Question & Answer (SAT119) - Handy Extinguisher (Your Home Fire Solutions)

How to Use (SAT119) - Handy Extinguisher (Your Home Fire Solutions)

Bonex SAT119 Award - Japan Best Extinguishing Tool - YouTube


----------



## fireguy (Dec 22, 2012)

Nice idea, but I still have couple of the carbon tet bombs protecting my house.  And I have the option of throwing them or allowing them to brust automatically and control the fire.  I also have a pressurized can that will burst and make a loud whistling noise to alert me in case of fire.  If that does not work, I have a dry chemical fire extinguisher that I take the lid off and shake the powder over the fire.  I sleep easy at night knowing I have  quality fire protection protecting me.

I have been thinking about a spring operated smoke alarm though, only $3,000.00 to protect the whole house.


----------



## cda (Dec 22, 2012)

fireguy said:
			
		

> Nice idea, but I still have couple of the carbon tet bombs protecting my house.  And I have the option of throwing them or allowing them to brust automatically and control the fire.  I also have a pressurized can that will burst and make a loud whistling noise to alert me in case of fire.  If that does not work, I have a dry chemical fire extinguisher that I take the lid off and shake the powder over the fire.  I sleep easy at night knowing I have  quality fire protection protecting me.  I have been thinking about a spring operated smoke alarm though, only $3,000.00 to protect the whole house.

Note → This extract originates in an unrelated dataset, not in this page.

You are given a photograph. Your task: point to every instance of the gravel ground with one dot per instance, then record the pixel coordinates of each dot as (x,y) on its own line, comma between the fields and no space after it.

you mean you do not break the top off the abc and throw it at the fire and it explodes putting out the fire???  come on get with modern technology!!!!!!!!!!!!1


----------



## fireguy (Dec 23, 2012)

cda said:
			
		

> you mean you do not break the top off the abc and throw it at the fire and it explodes putting out the fire???  come on get with modern technology!!!!!!!!!!!!1


You made me remember the movie about the fireman who threw the 5 # ABC Amerex FX at the fire. He hit the valve against something and before the contents came out, tossed the extinguisher at the fire and the resulting explosion controlled the fire.  I had people ask if that was a true incident.  I would answer, just like one sprinkler head going off makes all the sprinkler acitvate.

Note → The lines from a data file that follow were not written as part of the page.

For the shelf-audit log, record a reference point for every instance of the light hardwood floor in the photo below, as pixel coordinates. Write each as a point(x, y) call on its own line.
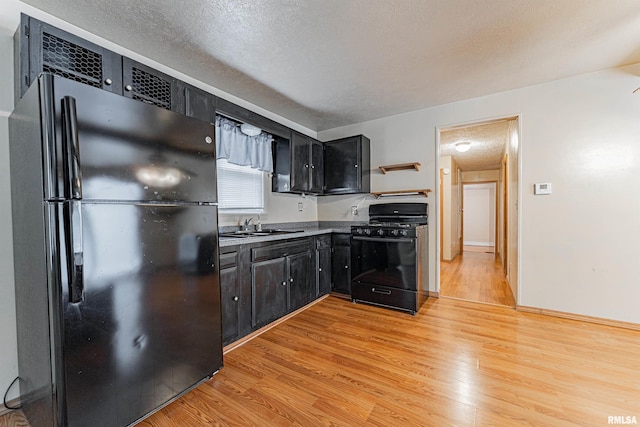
point(476, 276)
point(454, 364)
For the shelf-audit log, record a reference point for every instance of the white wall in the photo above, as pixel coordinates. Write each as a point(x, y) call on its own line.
point(450, 209)
point(583, 135)
point(8, 351)
point(479, 214)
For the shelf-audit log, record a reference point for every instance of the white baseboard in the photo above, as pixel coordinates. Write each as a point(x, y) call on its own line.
point(479, 243)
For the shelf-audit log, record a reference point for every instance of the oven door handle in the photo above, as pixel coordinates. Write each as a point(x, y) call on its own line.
point(383, 239)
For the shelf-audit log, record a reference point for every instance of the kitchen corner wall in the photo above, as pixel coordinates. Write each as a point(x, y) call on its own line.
point(8, 349)
point(582, 134)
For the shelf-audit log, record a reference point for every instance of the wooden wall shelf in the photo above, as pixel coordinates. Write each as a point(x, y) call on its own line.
point(403, 166)
point(423, 192)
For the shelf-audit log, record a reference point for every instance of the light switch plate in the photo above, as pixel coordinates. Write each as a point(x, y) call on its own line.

Anyone got a clip of the exploding extin


----------



## cda (Dec 23, 2012)

You made me remember the movie about the fireman who threw the 5 # ABC Amerex FX at the fire. He hit the valve against something and before the contents came out, tossed the extinguisher at the fire and the resulting explosion controlled the fire.  I had people ask if that was a true incident.  I would answer, just like one sprinkler head going off makes all the sprinkler acitvate.  Anyone got a clip of the exploding extin


----------



## fireguy (Dec 23, 2012)

Recharge FX

Here is a video, how to recharge a fire extinguisher.  I would appreciate everyone keeping this quiet.  I don't want people to know how easy recharges are.

how to refill a fire extinguisher - YouTube

I still like the movie, Backdraft.  When it was on tv at the station, we always watched it.   We never could get enough pressure on a hose to make it dance like that one.


----------